Household Wealth in Italy in 2013Supplements to the Statistical Bulletin - Monetary and Financial Indicators

At the end of 2013 Italian households’ net wealth amounted to €8,728 billion, corresponding to an average of €144,000 per person and €356,000 per household. Real assets accounted for 60 per cent of total wealth, financial assets for the remaining 40 per cent. Liabilities amounting to under €900 billion accounted for just over 9 per cent of total assets.

In 2013 total net wealth was down by 1.4 per cent at constant prices from a year earlier; the 3.5 per cent decline in the value of real assets, due to the 5.1 per cent fall in house prices, was only partly offset by an increase of 2.1 per cent in financial assets and a reduction of 1.1 per cent in liabilities. In real terms (using the consumption deflator) net wealth fell by 1.7 per cent. The cumulative decline at constant prices since the end of 2007 came to 8 per cent.

According to preliminary estimates, in the first half of 2014 Italian households’ net wealth diminished by a further 1.2 per cent in nominal terms with respect to December 2013.

At the end of 2013 Italian household wealth in the form of housing exceeded €4,900 billion, down by 4.1 per cent from a year earlier (-4.4 per cent in real terms).

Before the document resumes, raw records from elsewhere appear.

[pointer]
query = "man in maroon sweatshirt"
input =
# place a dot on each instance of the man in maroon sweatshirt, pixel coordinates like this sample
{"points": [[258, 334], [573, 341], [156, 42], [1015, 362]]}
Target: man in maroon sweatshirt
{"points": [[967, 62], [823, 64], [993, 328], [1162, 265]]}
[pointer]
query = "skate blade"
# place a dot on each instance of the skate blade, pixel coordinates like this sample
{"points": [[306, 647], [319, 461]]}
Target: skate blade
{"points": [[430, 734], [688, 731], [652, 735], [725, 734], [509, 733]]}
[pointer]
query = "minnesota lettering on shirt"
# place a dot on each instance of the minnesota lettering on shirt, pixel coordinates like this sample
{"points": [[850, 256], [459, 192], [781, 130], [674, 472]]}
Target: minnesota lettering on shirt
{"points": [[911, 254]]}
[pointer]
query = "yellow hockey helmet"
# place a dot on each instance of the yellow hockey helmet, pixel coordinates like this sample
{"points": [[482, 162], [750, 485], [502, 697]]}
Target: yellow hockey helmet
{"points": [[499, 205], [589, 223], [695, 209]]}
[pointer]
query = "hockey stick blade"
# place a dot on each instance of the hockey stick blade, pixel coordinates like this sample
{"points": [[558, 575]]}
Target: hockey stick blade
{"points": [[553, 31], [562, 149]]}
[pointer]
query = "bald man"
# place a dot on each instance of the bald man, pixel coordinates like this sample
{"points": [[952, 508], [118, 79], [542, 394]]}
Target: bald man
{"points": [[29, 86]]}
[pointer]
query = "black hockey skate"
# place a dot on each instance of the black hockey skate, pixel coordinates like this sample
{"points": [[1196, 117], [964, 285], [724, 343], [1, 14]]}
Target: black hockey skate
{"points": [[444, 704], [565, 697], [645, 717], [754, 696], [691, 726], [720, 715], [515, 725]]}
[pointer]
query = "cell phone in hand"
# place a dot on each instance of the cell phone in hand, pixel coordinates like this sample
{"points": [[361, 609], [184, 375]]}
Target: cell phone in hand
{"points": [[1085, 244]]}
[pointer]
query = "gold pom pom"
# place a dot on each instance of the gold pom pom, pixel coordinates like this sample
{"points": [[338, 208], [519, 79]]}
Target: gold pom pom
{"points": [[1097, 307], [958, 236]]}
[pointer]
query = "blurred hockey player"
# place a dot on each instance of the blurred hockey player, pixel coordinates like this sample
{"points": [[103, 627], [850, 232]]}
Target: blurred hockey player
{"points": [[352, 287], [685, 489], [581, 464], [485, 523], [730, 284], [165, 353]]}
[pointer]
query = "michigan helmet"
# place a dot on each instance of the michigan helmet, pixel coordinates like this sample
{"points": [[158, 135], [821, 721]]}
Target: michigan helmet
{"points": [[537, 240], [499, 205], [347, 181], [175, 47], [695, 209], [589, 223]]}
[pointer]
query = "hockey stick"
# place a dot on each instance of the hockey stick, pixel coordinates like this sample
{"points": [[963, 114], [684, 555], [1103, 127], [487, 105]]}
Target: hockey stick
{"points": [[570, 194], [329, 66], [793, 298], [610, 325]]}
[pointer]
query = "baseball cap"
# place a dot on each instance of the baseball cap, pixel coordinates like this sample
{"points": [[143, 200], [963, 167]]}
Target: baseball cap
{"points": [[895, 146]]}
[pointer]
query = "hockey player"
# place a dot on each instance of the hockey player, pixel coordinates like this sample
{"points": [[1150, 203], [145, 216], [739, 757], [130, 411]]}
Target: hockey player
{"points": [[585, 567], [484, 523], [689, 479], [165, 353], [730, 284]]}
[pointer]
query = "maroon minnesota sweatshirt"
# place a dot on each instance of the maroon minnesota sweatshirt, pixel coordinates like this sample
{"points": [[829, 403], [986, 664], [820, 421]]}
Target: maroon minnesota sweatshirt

Notwithstanding the decline in recent years, Italian households’ net wealth is high by international standards. In 2012 it was equal to 8 times gross disposable income, comparable to the ratio in France, Japan and the United Kingdom and higher than in the United States, Germany and Canada. Real assets were equal to 5.4 times gross disposable income, a ratio second only to that for French households. Although it has increased significantly in the past decade, the level of household debt in Italy is relatively low at 81 per cent of disposable income.